# Variational Encoder Theory Basics

Variational ecoder(VAE) has been widely adopted. In the application level, it can be slow to train because of the noise it introduces to the encoded layer. In this notebook, we try to train a VAE with a convolution network. 

The strategy is to first train an convolutional auto-encoder first and then free the encoder and implement the VAE structure to map the feature layer to a variational latent space. 

# Application Highlights

In [6]:
import tensorflow as tf
import numpy as np
import os
from tensorflow.examples.tutorials.mnist import input_data    
FLAGS = None
mnist = input_data.read_data_sets('./', one_hot=False)

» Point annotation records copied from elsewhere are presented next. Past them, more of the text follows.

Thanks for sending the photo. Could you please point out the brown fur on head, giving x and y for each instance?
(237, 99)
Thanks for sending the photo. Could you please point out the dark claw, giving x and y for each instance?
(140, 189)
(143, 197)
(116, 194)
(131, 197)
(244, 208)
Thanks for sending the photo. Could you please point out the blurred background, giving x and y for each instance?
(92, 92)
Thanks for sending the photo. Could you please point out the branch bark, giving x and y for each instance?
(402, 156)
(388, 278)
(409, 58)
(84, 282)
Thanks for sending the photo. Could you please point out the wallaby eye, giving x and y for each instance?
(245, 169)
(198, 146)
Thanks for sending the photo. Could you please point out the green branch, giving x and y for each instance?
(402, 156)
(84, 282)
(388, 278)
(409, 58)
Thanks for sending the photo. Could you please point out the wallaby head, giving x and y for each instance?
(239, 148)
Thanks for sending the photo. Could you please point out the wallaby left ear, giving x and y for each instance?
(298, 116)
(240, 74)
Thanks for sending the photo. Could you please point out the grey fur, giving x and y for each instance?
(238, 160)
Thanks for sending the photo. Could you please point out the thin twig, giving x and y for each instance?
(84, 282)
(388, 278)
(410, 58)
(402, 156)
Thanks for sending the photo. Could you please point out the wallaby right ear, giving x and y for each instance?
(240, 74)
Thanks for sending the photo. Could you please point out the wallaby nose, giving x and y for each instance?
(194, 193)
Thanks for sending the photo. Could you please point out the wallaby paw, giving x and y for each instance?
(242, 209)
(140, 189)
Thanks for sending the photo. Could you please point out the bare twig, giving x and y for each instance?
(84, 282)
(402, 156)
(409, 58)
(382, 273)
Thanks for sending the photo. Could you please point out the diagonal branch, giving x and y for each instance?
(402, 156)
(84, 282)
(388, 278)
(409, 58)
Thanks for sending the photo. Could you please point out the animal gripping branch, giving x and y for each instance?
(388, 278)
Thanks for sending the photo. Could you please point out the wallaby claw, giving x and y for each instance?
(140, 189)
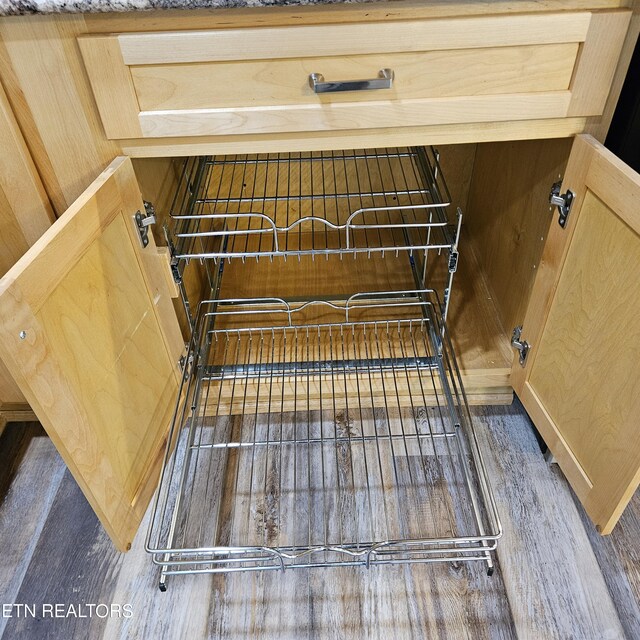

Extracting ./train-images-idx3-ubyte.gz
Extracting ./train-labels-idx1-ubyte.gz
Extracting ./t10k-images-idx3-ubyte.gz
Extracting ./t10k-labels-idx1-ubyte.gz


In [89]:
#Clearing all
tf.reset_default_graph()
#Opening new directory for tensorboard
from datetime import datetime
now = datetime.now()
logdir = 'C:/Users/CK/Documents/tf_logs' + now.strftime("%Y%m%d-%H%M%S") + "/"
#To monitor training through tensorboard
print('TensorBoard CMD:tensorboard --logdir='+logdir)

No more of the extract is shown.